L'essence du sage extatique est le noble acte d'être, cette puissance imprévue de l'aurore déployant de la dissolution de la nuit les éclatantes couleurs et les mystères du monde ; et le langage, tel Adam nommant les animaux, est le frère du souffle de Dieu donnant la vie et déployant la lumière et les ténèbres de son Verbe, pour créer cette splendeur devant laquelle Dieu lui-même s'extasie d'une auto-extase, d'une félicité dont l'être plié de la conscience d'Adam est l'image . Ainsi le poète ordonne et dévoile la Splendeur à l'image de Dieu, et ainsi le poète, le barde est l'enchanteur, et le double occulté du Roi .

Et le poète sait aussi que tout le spectacle somptueux du monde, toute sa gloire, son essence, est vent et poursuite du vent, aussi bien vacuité que souffle, vide et or du monde résumés dans le cœur de l'Un . L'essence du manifesté comme manifesté est le souffle, le passager – ainsi l'ego de l'homme est la flamme fragile d'une bougie au vent, quant tes mains jointes en cercle ne la protègent pas de son nid de chair et de peau . Ruteboeuf dit : Ce sont amis que vent emporte – et il ventait devant ma porte – les emporta .

L'essence du manifesté comme manifesté est identité, et l'identité est vide et tournoyante ; et l'essence du manifesté comme non-manifesté est l'éternité invisible de la puissance, le centre immobile et sans dimension de la roue des mondes . Comme les mondes et les étoiles, le sage est un être tournoyant . Blake note : The man who never alters his opinion is like standing water, and breed reptiles of the mind . L'homme qui ne change jamais d'opinion est comme une eau stagnante, qui génère les reptiles de l'esprit . Le sage est libre vis à vis des théories, car les théories ne sont là que pour manifester la Splendeur . Tout ce que nous avons vu n'était du qu'à ta métaphysique . Car lorsque tu as fui, je n'ai plus vu qu'un joueur de harpe sur une rive, au clair de lune .

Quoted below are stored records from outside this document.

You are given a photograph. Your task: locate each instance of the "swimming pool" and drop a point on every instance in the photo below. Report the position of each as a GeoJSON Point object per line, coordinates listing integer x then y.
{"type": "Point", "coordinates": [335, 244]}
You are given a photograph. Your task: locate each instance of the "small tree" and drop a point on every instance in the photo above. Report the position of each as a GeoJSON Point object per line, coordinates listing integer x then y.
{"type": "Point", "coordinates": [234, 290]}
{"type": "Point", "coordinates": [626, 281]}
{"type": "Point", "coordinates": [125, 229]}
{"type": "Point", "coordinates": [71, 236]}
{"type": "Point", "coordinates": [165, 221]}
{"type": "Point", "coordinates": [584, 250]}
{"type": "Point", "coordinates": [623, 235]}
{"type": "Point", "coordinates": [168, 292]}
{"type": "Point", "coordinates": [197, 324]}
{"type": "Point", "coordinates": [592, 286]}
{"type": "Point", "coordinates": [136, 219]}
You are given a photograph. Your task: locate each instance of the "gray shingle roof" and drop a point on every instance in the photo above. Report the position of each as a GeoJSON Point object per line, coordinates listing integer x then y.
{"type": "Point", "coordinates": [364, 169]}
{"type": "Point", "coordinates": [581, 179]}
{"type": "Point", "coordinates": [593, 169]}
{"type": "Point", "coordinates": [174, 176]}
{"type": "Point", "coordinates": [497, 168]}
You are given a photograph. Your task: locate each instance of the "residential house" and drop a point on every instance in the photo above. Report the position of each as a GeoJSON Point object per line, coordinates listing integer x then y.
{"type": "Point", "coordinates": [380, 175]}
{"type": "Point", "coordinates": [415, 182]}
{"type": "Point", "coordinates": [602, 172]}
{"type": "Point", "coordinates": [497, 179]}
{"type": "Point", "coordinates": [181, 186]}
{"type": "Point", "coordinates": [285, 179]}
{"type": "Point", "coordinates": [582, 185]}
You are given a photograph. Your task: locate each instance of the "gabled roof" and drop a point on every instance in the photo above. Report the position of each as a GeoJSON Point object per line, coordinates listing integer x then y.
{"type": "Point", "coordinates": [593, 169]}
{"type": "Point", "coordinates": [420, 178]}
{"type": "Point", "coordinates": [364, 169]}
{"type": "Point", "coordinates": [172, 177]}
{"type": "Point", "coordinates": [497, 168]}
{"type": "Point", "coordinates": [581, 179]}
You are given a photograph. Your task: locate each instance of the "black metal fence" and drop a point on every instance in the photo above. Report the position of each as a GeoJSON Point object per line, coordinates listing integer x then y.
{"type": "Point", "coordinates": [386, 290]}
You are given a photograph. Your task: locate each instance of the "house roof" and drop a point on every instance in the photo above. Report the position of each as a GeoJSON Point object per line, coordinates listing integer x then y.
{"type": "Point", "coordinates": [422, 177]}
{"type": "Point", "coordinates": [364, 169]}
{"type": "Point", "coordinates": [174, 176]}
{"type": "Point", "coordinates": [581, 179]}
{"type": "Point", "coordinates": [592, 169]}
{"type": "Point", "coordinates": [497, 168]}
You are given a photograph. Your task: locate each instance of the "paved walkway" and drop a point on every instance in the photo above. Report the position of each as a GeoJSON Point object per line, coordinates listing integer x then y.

L'essence de l'Un est l'être, l'éternité, l'instant infini sans durée . Le tissu du monde visible est l'infime très précieux, insaisissable, le germe de tous les mondes résumés dans l'oeuf de serpent . Dans ce sens le parfumeur saisit l'essence de la Rose pour la déposer dans ses parfums précieux, qui sont des microcosmes de jardins .

L'essence dans le langage du maître de parole est l'essence d'une substance, son « identité » nécessairement attribuée par une puissance se voulant souveraine, la puissance humaine . Cette essence d'une chose est une saisie dans le langage pour opérer une détermination, une négation, une appropriation et un contrôle, l'initiale du principe d'identité, des papiers, des statistiques, des autorisations, des livres de comptes . L'essence de rose du chimiste est une liste de composés organiques, dont il est possible de faire une réplication synthétique dont le prix sera plus compétitif – il n'est pas de profondeur de la saveur, pas de microcosme, juste au fond une odeur là où d'autres voyaient un monde ; et une liste de signes, de chiffres, de diagrammes – une saisie complète en apparence, mais où se perd l'insaisissable .

Il ne s'agit pas de revenir indéfiniment aux poncifs de l'opposition de l'ingénieur et du poète, mais de comprendre que dans chaque homme se posent ces choix – le puissant désir d'appropriation est un voile qui se dépose sur l'objet désiré ; le moteur du désir d'appropriation ne peut être approprié . Car l'acte d'attribution d'une essence est une réduction de l'étant singulier au cas particulier d'un système de pensée . L'acte de réduction à une essence sémantique fait de l'étant singulier, un abîme de sens possible, un signe de l'ensemble de tout être en puissance un étant particulier : le cas particulier d'une règle posée par la volonté de l'homme . L'acte d'attribution d'une essence n'est pas le dévoilement d'une essence préexistante, mais une détermination, une négation, une fermeture, une appropriation : au fond, le prélude d'un anéantissement . Le processus d'appropriation et le processus du nihilisme sont un et même .

Celui qui cultive des Iris dans le monde moderne ne peut voir l'Iris avec les yeux de Dürer, la preuve de l'existence de Dieu . Blake dit à l'ange de la philosophie : Je perds mon temps à converser avec toi dont les œuvres se limitent aux analytiques (d'Aristote)...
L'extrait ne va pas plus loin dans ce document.